Cela contribue à cette diversité de conditions pathologiques où l'hyperactivation de la mTOR semble jouer un rôle, et où le rapamycine montre des effets bénéfiques. Je tiens à préciser que le rapamycine n'est pas un médicament miracle. D'une certaine façon, le fait qu'il semble agir sur toutes ces maladies différentes pourrait le laisser penser. Il ne l'est pas. La biologie est très logique quand on la comprend.
Il est important de reconnaître que, tout comme avec la restriction calorique, nous avons évoqué le risque d'effets secondaires. Il existe des risques à inhiber la mTOR de manière inappropriée. Nous savons que le rapamycine a des effets secondaires, particulièrement à doses élevées.
Ce n'est pas un médicament parfait, mais je pense qu'il a beaucoup de potentiel pour être utile contre une variété de troubles intéressants et en apparence non connectés. Je suis le plus enthousiaste quant à son utilité potentielle pour les troubles liés à l'âge, mais je pense qu'il a aussi du potentiel pour d'autres types de pathologies.

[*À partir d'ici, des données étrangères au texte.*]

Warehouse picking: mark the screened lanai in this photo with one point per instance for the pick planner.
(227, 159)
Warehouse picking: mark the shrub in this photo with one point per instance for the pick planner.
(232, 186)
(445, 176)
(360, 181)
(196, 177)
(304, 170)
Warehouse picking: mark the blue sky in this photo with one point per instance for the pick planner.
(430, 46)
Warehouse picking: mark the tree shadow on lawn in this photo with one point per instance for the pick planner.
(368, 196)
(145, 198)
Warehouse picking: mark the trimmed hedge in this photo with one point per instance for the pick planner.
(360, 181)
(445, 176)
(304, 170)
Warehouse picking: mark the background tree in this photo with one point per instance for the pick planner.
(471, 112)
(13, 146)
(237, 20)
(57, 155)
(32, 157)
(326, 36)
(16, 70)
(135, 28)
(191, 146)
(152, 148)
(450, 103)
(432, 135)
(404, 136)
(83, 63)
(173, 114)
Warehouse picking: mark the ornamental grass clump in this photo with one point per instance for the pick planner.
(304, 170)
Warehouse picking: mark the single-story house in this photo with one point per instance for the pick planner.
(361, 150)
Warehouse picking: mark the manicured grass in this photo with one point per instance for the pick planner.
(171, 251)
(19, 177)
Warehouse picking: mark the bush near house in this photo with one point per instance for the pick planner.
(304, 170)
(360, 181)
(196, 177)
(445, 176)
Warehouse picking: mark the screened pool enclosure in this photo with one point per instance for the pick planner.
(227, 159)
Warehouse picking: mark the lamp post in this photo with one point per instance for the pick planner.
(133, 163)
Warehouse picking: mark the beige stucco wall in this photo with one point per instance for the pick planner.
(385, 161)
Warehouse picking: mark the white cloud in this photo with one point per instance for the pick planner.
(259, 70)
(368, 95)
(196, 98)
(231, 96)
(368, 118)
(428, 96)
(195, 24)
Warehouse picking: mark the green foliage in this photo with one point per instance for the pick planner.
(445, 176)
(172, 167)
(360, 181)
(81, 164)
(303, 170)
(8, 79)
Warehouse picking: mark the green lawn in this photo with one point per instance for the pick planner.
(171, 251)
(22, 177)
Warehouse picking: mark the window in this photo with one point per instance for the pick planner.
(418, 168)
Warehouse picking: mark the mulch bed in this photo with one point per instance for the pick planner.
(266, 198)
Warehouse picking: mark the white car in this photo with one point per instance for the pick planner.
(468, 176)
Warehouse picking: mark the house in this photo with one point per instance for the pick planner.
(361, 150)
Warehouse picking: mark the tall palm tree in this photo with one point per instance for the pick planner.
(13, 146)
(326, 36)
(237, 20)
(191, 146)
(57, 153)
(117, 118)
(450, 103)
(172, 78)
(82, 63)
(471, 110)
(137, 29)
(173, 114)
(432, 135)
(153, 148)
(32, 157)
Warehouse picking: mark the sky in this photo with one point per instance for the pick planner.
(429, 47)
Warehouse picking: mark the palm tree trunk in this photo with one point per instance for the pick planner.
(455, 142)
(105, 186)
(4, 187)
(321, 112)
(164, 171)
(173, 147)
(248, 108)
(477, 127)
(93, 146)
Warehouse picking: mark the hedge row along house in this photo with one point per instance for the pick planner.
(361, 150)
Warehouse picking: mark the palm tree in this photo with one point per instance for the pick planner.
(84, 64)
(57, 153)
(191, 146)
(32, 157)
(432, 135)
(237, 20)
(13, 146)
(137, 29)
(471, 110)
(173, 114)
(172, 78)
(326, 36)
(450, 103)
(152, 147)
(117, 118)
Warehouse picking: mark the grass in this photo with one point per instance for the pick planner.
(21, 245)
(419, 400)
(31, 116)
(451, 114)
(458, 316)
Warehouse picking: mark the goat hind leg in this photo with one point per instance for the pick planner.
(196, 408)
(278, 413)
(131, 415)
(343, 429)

Pour vous donner un exemple, je connais maintenant quelques psychiatres qui obtiennent des effets remarquables du rapamycine pour des troubles psychiatriques en combinaison avec d'autres médicaments couramment utilisés. Je pense que nous allons voir émerger au cours des prochaines années l'utilisation du rapamycine pour des troubles ou indications sans rapport avec son approbation initiale par la FDA, c'est-à-dire la prévention du rejet de greffe. C'est un médicament vraiment intéressant et un domaine de la biologie extrêmement complexe et fascinant.